The following table provides a summary of shopping centers acquired during the nine months ended September 30, 2011 (in thousands):
Date Purchased
Property Name
City/State
 
Purchase Price
Debt Assumed, Net of Premiums
Intangible Assets
Intangible Liabilities
6/2/2011
Ocala Corners
Tallahassee, FL
$
11,129

5,937

1,724

2,558

8/18/2011
Oak Shade Town Center
Davis, CA
 
34,871

12,456

2,320

1,658

9/26/2011
Tech Ridge Center
Austin, TX
 
55,400

12,793

4,519

936

 
 
 
$
101,400

31,186

8,563

5,152


 
During the three and nine months ended September 30, 2011, the Company expensed approximately $491,000 and $707,000, respectively, of acquisition-related costs in connection with these property acquisitions, which are included in other operating expenses in the accompanying Consolidated Statements of Operations. The impact of these acquired properties is not considered significant to the Company's operating results for the nine months ended September 30, 2011.
In addition to the above shopping center acquisitions, on May 4, 2011, the Company entered into an agreement with the DESCO Group ("DESCO") to redeem its entire 16.35% interest in Macquarie CountryWide-Regency-DESCO, LLC ("MCWR-DESCO").

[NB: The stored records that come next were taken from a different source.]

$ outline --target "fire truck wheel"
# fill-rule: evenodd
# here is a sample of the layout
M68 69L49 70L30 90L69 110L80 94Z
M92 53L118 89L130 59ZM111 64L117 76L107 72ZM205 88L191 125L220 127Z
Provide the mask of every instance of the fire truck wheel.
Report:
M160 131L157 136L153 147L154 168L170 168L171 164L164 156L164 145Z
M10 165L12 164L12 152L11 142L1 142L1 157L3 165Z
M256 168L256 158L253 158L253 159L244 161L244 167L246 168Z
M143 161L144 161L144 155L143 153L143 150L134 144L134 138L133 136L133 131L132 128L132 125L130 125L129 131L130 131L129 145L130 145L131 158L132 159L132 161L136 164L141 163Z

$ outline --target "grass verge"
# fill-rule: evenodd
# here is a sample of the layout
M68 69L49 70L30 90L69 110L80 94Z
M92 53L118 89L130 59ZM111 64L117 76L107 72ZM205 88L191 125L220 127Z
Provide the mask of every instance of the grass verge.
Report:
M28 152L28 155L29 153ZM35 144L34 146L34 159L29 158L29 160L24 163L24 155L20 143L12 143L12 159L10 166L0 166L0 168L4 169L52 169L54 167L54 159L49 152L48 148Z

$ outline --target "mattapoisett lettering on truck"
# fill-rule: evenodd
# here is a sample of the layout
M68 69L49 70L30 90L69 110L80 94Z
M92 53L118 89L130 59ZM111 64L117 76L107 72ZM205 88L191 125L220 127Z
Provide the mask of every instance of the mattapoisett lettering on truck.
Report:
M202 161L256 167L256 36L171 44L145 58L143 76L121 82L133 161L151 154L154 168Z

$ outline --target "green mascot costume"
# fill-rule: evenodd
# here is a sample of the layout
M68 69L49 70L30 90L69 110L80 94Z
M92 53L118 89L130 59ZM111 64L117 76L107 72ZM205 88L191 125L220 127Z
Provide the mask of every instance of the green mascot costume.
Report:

The agreement allowed for a distribution-in-kind ("DIK") of the assets in the co-investment partnership. The assets were distributed as 100% ownership interests to DESCO and to Regency after a selection process, as provided for by the agreement. Regency selected four assets, all in the St. Louis market. The properties which the Company received through the DIK were recorded at the carrying value of the Company's equity investment of $18.8 million. Additionally, as part of the agreement, Regency received a $5.0 million disposition fee at closing on May 4, 2011 to buyout its asset, property, and leasing management contracts, and will receive $1.0 million for transition services it will continue to provide through 2011, of which $625,000 has been recognized.